Even as evidence mounted of Montesinos’ involvement in the drug trade, the U.S. government provided important political backing to him and it appears that the CIA continued to provide him with a lucrative monthly stipend. That assistance continued until the bitter end. After fraudulent elections and a series of outrageous scandals, Fujimori finally accepted defeat and on Sept. 16, 2000 he announced that he would call new elections, deactivate the notorious national intelligence services (which also got U.S. drug control assistance, despite its involvement in horrific human rights abuses) and fire Montesinos. It was only four days later that then Secretary of State Madeline Albright issued a directive that the U.S. government was to have no further contact with Montesinos. A week later, he fled to Panama. In June 2001 he was arrested in Venezuela and extradited to Peru, where he has remained in prison facing more than 60 separate court cases. Sentences run consecutively in Peru, so this verdict ensures that — barring some sort of political pardon — he will spend 20 years behind bars.

In Peru, justice has been served in this particular case. But what about in Washington? No serious effort to evaluate U.S. drug policy in Peru in the 1990s (or in any other period) has taken place. One 1994 inter-agency working group concluded only that relations with Montesinos should be downgraded slightly (one U.S. official involved at the time told me that despite a majority in favor of more drastic action, the CIA managed to get the upper hand in the internal debate). Later calls for investigations into U.S. support for Montesinos and intelligence agencies in Peru have gone unheeded. Similarly, efforts to obtain declassified documents have been met with resistance.

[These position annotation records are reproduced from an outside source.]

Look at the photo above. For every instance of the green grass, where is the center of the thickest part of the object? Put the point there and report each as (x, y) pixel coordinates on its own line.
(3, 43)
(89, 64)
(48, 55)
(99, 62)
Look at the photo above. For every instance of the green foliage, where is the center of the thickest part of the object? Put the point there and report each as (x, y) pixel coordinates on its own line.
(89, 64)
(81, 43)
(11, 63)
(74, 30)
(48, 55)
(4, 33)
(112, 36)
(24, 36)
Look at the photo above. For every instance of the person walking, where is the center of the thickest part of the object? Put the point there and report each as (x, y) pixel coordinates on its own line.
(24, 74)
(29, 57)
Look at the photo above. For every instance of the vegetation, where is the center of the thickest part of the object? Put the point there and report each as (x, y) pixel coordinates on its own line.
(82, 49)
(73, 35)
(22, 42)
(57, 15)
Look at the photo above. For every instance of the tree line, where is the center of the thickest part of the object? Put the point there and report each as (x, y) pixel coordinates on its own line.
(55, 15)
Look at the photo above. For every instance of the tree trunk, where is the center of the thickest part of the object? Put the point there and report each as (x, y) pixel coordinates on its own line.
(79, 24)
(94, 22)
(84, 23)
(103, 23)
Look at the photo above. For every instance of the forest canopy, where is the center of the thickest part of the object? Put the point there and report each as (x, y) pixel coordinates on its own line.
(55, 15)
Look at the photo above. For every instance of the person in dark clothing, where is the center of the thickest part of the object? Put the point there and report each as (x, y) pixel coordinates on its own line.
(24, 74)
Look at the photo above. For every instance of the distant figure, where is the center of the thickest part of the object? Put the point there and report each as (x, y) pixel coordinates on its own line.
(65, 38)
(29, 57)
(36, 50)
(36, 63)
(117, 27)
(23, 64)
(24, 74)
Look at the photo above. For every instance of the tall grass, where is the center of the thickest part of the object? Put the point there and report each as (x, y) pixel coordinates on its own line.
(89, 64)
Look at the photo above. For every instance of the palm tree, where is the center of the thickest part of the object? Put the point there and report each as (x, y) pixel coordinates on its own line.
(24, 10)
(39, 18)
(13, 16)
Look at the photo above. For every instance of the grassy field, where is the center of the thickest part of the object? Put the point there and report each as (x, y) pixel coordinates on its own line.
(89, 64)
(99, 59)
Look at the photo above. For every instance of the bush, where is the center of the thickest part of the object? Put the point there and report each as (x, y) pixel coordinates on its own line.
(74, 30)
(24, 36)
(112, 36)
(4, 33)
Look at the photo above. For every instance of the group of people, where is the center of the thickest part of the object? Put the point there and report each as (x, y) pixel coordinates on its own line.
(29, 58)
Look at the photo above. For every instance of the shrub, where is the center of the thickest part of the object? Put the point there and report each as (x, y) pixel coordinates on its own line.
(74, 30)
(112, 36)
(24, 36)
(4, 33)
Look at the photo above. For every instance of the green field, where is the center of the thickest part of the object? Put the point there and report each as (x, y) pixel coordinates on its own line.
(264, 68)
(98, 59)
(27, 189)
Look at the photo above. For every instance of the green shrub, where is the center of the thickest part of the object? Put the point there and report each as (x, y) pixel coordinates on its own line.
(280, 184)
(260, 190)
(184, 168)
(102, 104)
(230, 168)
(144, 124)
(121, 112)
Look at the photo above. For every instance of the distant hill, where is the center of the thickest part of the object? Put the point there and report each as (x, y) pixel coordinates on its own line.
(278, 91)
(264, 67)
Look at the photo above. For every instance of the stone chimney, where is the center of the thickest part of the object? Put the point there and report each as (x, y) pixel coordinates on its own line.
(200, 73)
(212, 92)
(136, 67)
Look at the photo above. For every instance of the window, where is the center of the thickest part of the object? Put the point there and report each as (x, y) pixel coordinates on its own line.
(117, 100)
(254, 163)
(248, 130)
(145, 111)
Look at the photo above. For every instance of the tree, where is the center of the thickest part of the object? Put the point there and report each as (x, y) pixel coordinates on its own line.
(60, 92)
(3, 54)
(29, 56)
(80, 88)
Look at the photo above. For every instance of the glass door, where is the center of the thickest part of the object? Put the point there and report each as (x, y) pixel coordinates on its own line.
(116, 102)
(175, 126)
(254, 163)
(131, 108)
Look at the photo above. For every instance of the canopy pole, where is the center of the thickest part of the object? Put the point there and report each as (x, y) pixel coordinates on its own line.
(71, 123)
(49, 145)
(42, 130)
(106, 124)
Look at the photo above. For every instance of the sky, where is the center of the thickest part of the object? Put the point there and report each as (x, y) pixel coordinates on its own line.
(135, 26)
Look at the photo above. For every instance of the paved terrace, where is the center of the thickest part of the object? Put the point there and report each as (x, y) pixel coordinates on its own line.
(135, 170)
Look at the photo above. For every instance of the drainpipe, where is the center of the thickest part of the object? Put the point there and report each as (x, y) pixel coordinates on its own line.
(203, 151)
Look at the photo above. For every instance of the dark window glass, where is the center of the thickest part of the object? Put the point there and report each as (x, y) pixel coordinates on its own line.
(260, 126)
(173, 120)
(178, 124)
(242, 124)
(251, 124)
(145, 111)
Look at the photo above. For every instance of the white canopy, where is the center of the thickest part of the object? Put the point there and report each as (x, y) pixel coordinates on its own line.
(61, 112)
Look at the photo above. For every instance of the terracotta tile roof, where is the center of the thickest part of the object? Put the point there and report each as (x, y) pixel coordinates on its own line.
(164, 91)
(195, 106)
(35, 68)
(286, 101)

While allowing the full truth to come out about the U.S. relationship with Montesinos may be embarrassing for the U.S. government, such transparency and an honest reflection is necessary to avoid continuing to repeat the same bad strategies in the future. It is time for Washington to do two things: open up the files on Montesinos and undertake a serious review of how the U.S. government ended up throwing its support behind a corrupt, gun-running, drug-trafficking thug.